# Tolkien and Wagner....???



## 33Peregrin (Aug 8, 2004)

Well, this is the best place I know to ask this. Uhhhh... ok. Today I was at a little 'Piano Camp', which is just pretty much three days of learning little obscure things about the piano, and doing little piano-y things. It was just two Piano teachers (one of them mine) and maybe 7 kids, both of their students. So today we were learning about the music periods. I was half falling asleep, but then Dale (the other teacher) mentioned Wagner and the Ring Cycle or something. And he started talking about LOTR too (I was the one who answered it was written by Tolkien, of course)! But he said that the Ring Cycle was something Wagner worked on his whole life and was thousands of pages long. And that Tolkien did not think of his story, that it was Wagner, because his Ring Cycle was about one central evil ring... That Tolkien just used this idea. 
I couldn't really say anything, because I had no idea. I have never heard anything like this, nothing about it in the four Tolkien biographies I have read. Maybe I should have just believed him. But it just didn't seem that he knew very much about LOTR, maybe just the movies. He didn't seem that he knew Tolkien spent his whole life on the Sil and LOTR and anything. So I don't know. Has anyone heard anything like this? Can anyone tell me about this? Or do you think Dale just saw the movies and because he is so into music and everything, just says that it is based on Wagner's Ring Cycle? I just am lost, and I couldn't say anything because I wouldn't have known what I was talking about, having never even heard of the Ring Cylcle. But Dale even said that he had to argue with a lot of people at work about this too.
And please excuse my rambling.


----------



## joxy (Aug 9, 2004)

I'm surprised you've managed not to hear about Wagner's Ring, especially as it's so often spoken of in connection with Tolkien's books, though there is actually no real connection between them.
Wagner was mainly a musician - a composer and conductor - but he also wrote many prose books on the arts and music,
as well as four poems based on some areas of Germanic mythology. No doubt that exercise did take up a large amount of his time, but he had many other things to occupy him, and I think your teacher exaggerates on that point. Wagner used the poems as the basis for four operas, The Rhine-gold, The Valkyries, Siegfried, and The Twilight of the Gods. The four taken together are usually known as The Ring of the Niebelungen. The theme is gold taken from the bed of the Rhine, made into a ring by the creatures called niebelungs, and the various adventures of that ring in relation to standard figures of the mythology. It is a long, and in the opinion of many, a very tedious story, rendered into very tedious music, but it has aquired an enormous reputation, and there is an annual festival devoted to it. Wagner could occasionally write a tune, rather than portentous sounds like some of those that Shore offers us in the films, and you may know "The ride of the valkyries" from the opera about those creatures, the guardians of the ring. Tolkien was less interested in this specific mythology than in many others, and there is no relationship between his books and Wagner's operas, other than the coincidence of titles. Your teacher has definitely got that one wrong, and it would be interesting to know what aspects of it he argues about at work. I expect to see a sequence of contributions now expressing the opposite to my opinion of the operas, but I don't think there will be many defending the idea of a relationship with the books.


----------



## 33Peregrin (Aug 9, 2004)

Thanks Joxy. That really helped a lot. It is amazing how much you know about this! Perhaps I have come across something to do with Wagner, but have forgotten it. Oh well. Anyways, that really did help a lot. Anyways, I went on to read more about it last night and I found this: http://www.isi.org/lectures/text/pdf/birzer.pdf . I printed it off, and I plan to give it to the teacher. It might be difficult because he isn't my piano teacher, and I don't really see him very often. But thanks again!


----------



## joxy (Aug 11, 2004)

I'm glad to hear that 33P, and now it's my turn to offer you a big vote of thanks, for pointing me to that fascinating .pdf. I've learned a lot from it!

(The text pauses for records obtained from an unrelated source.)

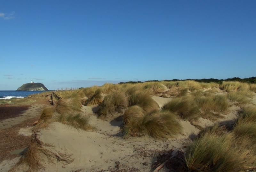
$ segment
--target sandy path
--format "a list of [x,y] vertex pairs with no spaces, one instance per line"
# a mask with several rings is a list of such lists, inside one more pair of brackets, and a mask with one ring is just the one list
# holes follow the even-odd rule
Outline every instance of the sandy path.
[[30,118],[40,115],[44,105],[34,105],[16,117],[8,118],[0,121],[0,130],[12,127]]

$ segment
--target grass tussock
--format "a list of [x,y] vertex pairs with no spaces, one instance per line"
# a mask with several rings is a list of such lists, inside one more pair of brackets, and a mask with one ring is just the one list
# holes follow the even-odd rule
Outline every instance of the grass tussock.
[[179,82],[176,81],[162,81],[161,82],[169,89],[178,87],[179,85]]
[[201,109],[206,113],[212,111],[224,112],[228,107],[228,99],[224,96],[196,96],[195,99]]
[[249,85],[245,83],[237,81],[223,81],[220,88],[228,92],[232,91],[248,90],[249,90]]
[[136,122],[138,119],[143,118],[144,110],[140,107],[136,105],[128,108],[124,112],[123,116],[124,124],[131,124]]
[[133,94],[130,96],[128,100],[129,106],[137,105],[141,107],[145,113],[159,109],[157,103],[146,92]]
[[256,84],[251,84],[250,87],[251,91],[256,93]]
[[101,87],[102,92],[104,94],[109,94],[115,91],[119,90],[121,86],[119,84],[106,83]]
[[233,131],[237,137],[244,137],[248,141],[252,142],[252,145],[256,144],[256,123],[255,122],[239,120],[235,126]]
[[249,146],[233,133],[208,132],[188,147],[185,161],[191,171],[245,171],[255,167],[256,156]]
[[188,88],[174,86],[171,87],[166,92],[166,94],[171,96],[180,97],[187,95],[188,93]]
[[211,82],[209,83],[210,86],[212,88],[220,88],[220,84],[216,82]]
[[199,117],[199,109],[192,96],[173,98],[165,104],[163,109],[177,113],[181,118],[190,119]]
[[130,96],[135,93],[142,91],[144,90],[143,86],[141,84],[126,84],[124,85],[122,90],[128,96]]
[[115,113],[123,112],[128,105],[128,100],[124,92],[113,92],[104,98],[98,111],[99,117],[105,120],[111,119]]
[[210,83],[199,82],[199,84],[203,88],[208,89],[211,88],[211,84]]
[[75,115],[60,114],[57,117],[57,121],[64,124],[73,126],[77,129],[87,130],[92,128],[89,125],[88,118],[80,113]]
[[87,100],[86,105],[91,106],[100,104],[103,101],[102,91],[101,89],[96,90],[93,95]]
[[44,108],[42,111],[40,119],[38,122],[42,121],[46,121],[51,119],[55,111],[55,108],[54,107],[50,106]]
[[183,87],[188,88],[191,91],[198,90],[202,88],[199,82],[193,80],[180,81],[179,82],[179,86]]
[[252,106],[244,108],[239,113],[239,119],[256,123],[256,107]]
[[232,91],[228,93],[227,96],[228,99],[235,102],[237,102],[241,104],[249,103],[251,100],[245,95],[243,91]]
[[94,95],[95,91],[99,89],[98,86],[93,86],[91,87],[86,87],[78,90],[77,93],[82,97],[84,96],[87,97],[88,99],[92,98]]
[[79,99],[74,98],[68,100],[62,99],[56,103],[56,112],[60,114],[71,114],[74,112],[81,111],[82,105]]
[[145,82],[144,89],[148,91],[150,95],[158,96],[165,91],[164,86],[159,82]]
[[176,115],[168,111],[155,111],[143,115],[139,106],[130,107],[124,115],[126,136],[149,136],[163,139],[180,133],[181,127]]

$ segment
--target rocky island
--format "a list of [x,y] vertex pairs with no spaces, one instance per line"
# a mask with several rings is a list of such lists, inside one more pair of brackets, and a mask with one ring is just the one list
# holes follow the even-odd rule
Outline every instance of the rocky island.
[[48,89],[42,83],[34,82],[24,84],[17,89],[18,91],[48,91]]

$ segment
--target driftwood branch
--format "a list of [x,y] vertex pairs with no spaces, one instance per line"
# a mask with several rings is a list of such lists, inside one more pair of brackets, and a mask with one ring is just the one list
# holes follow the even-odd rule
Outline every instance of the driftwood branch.
[[153,171],[153,172],[157,172],[158,170],[162,168],[163,167],[164,167],[164,165],[166,164],[166,162],[168,162],[168,161],[169,161],[169,160],[171,158],[172,158],[174,156],[175,156],[177,153],[177,151],[174,151],[172,153],[172,156],[171,156],[171,157],[168,158],[168,159],[167,159],[165,161],[162,163],[161,165],[156,167],[156,168],[155,169],[155,170]]
[[53,95],[54,97],[55,97],[55,98],[57,99],[58,100],[60,100],[61,98],[61,97],[57,95],[56,93],[54,92],[54,91],[52,91],[52,95]]
[[53,102],[53,99],[52,98],[52,94],[51,95],[51,103],[50,104],[52,104],[52,105],[53,105],[54,104],[54,102]]

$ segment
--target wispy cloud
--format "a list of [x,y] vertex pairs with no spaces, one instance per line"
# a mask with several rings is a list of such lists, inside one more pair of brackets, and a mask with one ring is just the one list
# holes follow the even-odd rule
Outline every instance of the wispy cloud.
[[42,79],[42,78],[35,78],[35,77],[29,78],[29,79],[35,79],[35,80],[44,80],[44,79]]
[[15,12],[12,12],[11,13],[4,13],[3,12],[0,12],[0,18],[3,18],[4,20],[9,20],[14,18],[15,17],[14,15]]
[[60,82],[54,82],[55,84],[72,84],[76,85],[86,85],[88,84],[91,84],[93,85],[96,84],[97,85],[101,85],[106,83],[117,83],[120,82],[125,82],[127,81],[112,81],[108,80],[104,80],[103,81],[95,81],[90,80],[73,80],[72,81],[62,81]]
[[88,79],[106,79],[106,78],[88,78]]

I mentioned the "Ride of the valkyries", which has often been used in films to raise some excitement, and which I'm sure you know even if you don't know what it is. There's another bit of Wagner that you almost certainly do know: the Wedding March, from the slightly less heavy opera Lohengrin. It's the one that people here tend to make fun of, setting words to it such as "here comes the bride, forty inches wide", which gives you an idea that Wagner really shouldn't be taken as seriously as many people insist he should be!
He shouldn't be completely ignored though, and, if you can take opera at all, you might make a start with The Master Singers of Nuremburg or The Flying Dutchman, which are both less weighty again than the Ring quartet. If you're not used to operat at all though, I definitely recommend Mozart as an introduction, definitely to be taken, along with Puccini, Rossini, Verdi, and Bizet, well before Wagner.


----------



## Inderjit S (Sep 2, 2004)

Question E21 in the following link deals with your question well.


----------



## Eledhwen (Jan 3, 2008)

I just found this archive in the New Yorker. It's three pages long, so I won't lift it, but it's very interesting and well written (in my occasionally humble opinion).


----------



## geordie (Oct 8, 2008)

Many people have drawn comparisons between Wagner's Ring Cycle and Tolkien's The Lord of the Rings; but these comparisons don't stand up to much scrutiny. Tolkien was peeved by this sort of thing - 'Both rings are round' he once wrote 'and there the resemblance ceases'.

Of course, Tolkien knew the Niebelunglied in the original, and had no need for Wagner to teach him anything about that; but his real interest lay in the Norse version; of Sigurd and Fafnir, which he first encountered as a child in the Red Fairy Book, edited by Andrew Lang. (1890)


----------